Das Gedränge ist ziemlich groß, aber richtig eng wird es erst, als wir von der normal breiten Straße in einen wesentlich engeren Weg in die Weinberge einschlagen - Stau. Richtig Stau, es ist so, wie wenn es auf der Autobahn auf einmal einspurig wird, es ist einfach nicht genug Platz für die vielen Läufer, und ich stehe und warte, bis ich wieder laufen darf. Ich bin aber absolut gelassen, schließlich passt das doch hervorragend zu meinem Vorhaben - langsamster HM und so, ihr wisst schon.
Ganz langsam entzerrt es sich dann etwas, aber es bleibt eng.
Schon von hier aus haben wir einen Ausblick auf die weitere Strecke und können uns darauf vorbereiten, dass es hügelig wird.
Ich komme in die erste Ortschaft - eines der renommiertesten Weindörfer der Côte de Beaune:
Hier kommt auch die erste Verpflegungsstelle, und Pommard macht seinem Ruf alle Ehre. Ich muss einfach grinsen, als ich diese "Verpflegung" sehe.
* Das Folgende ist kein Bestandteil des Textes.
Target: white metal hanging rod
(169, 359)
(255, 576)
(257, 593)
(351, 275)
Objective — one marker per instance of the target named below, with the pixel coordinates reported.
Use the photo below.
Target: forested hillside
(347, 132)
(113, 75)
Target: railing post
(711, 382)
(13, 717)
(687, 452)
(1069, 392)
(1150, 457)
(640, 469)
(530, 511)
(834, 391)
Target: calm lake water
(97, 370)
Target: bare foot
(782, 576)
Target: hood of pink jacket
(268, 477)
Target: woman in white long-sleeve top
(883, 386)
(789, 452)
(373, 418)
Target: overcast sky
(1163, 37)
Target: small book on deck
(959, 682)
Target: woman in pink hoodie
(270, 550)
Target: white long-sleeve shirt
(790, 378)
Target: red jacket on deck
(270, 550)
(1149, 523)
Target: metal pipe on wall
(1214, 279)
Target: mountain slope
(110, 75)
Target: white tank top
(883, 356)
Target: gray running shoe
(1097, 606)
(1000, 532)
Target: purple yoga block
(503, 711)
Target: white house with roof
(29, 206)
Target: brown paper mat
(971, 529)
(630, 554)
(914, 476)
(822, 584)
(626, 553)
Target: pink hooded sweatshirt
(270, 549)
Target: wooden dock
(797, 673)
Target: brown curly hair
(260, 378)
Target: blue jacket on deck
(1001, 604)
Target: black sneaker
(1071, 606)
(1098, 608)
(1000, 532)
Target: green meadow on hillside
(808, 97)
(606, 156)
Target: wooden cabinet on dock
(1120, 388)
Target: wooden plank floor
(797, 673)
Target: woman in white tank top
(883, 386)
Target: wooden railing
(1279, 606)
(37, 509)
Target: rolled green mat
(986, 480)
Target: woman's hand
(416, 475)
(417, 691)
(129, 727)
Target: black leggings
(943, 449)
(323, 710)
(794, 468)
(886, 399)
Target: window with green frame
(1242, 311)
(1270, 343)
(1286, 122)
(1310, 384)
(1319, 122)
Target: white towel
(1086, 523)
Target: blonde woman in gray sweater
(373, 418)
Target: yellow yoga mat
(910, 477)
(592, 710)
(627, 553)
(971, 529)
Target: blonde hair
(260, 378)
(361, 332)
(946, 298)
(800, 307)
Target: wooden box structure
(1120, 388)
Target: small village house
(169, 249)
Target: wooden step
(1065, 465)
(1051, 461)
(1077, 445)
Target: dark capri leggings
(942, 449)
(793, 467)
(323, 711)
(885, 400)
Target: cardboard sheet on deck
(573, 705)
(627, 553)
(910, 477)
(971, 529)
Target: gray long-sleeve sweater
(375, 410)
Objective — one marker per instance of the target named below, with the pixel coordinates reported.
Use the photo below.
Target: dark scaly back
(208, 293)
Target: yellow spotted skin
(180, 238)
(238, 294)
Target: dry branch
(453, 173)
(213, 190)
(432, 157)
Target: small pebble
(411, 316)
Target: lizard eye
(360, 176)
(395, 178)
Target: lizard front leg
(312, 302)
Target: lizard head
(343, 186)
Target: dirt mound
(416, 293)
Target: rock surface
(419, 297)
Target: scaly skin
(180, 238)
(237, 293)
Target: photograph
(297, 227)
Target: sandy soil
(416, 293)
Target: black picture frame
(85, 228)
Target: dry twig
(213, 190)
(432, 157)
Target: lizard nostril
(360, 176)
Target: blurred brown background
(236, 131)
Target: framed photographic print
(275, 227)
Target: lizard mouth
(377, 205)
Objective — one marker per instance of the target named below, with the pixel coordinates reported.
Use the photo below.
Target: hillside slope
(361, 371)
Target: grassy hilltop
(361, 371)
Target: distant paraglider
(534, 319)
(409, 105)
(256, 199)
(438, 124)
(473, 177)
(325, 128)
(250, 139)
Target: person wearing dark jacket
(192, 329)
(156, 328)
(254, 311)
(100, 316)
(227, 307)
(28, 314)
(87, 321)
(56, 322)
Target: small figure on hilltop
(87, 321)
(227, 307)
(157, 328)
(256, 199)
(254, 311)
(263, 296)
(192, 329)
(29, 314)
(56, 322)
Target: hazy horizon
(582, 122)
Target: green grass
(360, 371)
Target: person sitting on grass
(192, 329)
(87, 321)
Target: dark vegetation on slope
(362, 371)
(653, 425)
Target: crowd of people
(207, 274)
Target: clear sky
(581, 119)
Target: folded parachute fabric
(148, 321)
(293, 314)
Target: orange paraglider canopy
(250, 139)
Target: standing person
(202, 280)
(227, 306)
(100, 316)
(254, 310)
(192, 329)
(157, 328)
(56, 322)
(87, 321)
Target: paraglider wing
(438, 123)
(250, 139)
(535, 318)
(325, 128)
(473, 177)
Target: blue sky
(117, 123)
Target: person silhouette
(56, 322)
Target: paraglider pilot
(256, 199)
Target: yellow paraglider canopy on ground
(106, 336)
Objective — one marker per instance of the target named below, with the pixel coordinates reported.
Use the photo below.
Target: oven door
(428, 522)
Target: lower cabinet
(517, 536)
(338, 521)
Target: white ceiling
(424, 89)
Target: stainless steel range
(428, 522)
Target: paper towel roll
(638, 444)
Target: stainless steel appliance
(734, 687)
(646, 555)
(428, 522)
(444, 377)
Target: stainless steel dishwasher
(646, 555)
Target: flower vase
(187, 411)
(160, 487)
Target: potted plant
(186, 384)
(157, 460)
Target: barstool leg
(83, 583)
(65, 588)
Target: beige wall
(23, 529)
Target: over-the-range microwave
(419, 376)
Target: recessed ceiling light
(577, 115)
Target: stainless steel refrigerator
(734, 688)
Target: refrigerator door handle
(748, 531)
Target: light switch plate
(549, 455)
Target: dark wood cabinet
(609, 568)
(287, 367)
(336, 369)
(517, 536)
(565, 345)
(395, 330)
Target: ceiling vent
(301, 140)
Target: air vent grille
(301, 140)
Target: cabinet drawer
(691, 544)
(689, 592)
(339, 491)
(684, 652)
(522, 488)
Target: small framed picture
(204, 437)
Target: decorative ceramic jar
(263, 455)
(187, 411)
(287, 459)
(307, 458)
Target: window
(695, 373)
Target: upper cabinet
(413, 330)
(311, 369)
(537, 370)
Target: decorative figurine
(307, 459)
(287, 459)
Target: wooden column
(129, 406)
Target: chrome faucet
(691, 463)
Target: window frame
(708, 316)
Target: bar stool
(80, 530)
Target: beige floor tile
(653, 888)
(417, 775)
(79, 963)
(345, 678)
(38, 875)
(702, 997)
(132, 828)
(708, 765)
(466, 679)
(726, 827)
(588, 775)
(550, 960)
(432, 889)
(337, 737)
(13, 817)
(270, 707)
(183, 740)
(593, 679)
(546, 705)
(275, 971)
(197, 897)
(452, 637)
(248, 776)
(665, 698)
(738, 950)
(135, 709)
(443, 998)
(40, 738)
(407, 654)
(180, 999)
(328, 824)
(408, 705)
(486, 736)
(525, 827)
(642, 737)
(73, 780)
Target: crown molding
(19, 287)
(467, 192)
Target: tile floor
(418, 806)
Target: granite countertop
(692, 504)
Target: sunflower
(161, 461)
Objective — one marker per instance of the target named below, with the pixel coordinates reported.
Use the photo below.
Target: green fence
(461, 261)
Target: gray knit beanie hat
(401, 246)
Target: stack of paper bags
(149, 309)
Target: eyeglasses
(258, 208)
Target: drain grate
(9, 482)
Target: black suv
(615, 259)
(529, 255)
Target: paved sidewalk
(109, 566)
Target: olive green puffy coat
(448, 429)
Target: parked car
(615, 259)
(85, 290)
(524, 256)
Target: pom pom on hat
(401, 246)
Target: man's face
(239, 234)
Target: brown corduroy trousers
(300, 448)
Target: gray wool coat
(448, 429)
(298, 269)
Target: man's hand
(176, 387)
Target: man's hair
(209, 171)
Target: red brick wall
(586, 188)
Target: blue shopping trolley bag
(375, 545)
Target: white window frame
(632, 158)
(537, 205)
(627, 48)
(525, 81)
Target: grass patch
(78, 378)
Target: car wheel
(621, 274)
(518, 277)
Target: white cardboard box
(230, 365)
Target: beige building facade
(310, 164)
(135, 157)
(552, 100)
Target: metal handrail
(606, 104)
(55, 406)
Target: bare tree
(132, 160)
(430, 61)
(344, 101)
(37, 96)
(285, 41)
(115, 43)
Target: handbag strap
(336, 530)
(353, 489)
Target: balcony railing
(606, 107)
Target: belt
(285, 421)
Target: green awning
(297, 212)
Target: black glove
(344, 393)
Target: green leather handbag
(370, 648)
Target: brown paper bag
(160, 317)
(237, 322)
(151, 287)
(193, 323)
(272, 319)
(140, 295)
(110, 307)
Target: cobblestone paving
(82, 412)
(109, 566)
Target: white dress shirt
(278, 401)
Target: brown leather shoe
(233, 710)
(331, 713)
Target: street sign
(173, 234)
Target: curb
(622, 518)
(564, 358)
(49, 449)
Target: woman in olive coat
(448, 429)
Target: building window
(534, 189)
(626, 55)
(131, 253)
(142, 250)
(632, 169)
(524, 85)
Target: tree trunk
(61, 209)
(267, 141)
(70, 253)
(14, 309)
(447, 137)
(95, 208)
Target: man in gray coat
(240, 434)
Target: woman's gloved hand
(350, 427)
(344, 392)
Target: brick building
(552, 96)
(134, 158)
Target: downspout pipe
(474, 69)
Aber es gibt durchaus auch Wasser, Obst, Trockenobst und Lebkuchen, so wie ich das gewohnt bin. Auch wenn man in der Gegend hier die feste Meinung vertritt, Wasser schade der Gesundheit.
Eine Bemerkung zu den Zuschauern - ich kann es kaum fassen, wie teilnahmslos und abgestumpft die zahlreichen Zuschauer am Wegesrand stehen. Natürlich war die Stimmung beim Marathon im Elsass etwas ganz Besonderes, so etwas Herzliches wie dort habe ich noch nie bei einer Laufveranstaltung erlebt, aber hier um Beaune herum treffe ich wirklich auf den krassesten Gegensatz dazu. Die Zuschauer stehen da und gucken. Und sonst nichts. Keine Anfeuerungen, kein "bravo", kein Klatschen, nur stumme Blicke. Nicht mal ein müdes "allez allez" ist ihnen zu entlocken. Fast möchte ich mich bei ihnen entschuldigen, dass wir hier durch ihre geheiligten Weinberge rennen. Kurios. Umso mehr freue ich mich nun wieder auf den nächsten Elsass-Marathon im Juni!
Nach neun Kilometern schaue ich auf die Uhr und stelle fest, dass ich für die neun Kilometer genau 55 Minuten gebraucht habe, und das trotz zahlreicher Fotos, die ich schon geschossen habe. Tses, so wird das aber nichts mit meinem neuen Langsamrekord. Aber die Zeichen stehen gut, denn jetzt komme ich nach Meursault, wo es viel zu schauen und zu fotografieren gibt.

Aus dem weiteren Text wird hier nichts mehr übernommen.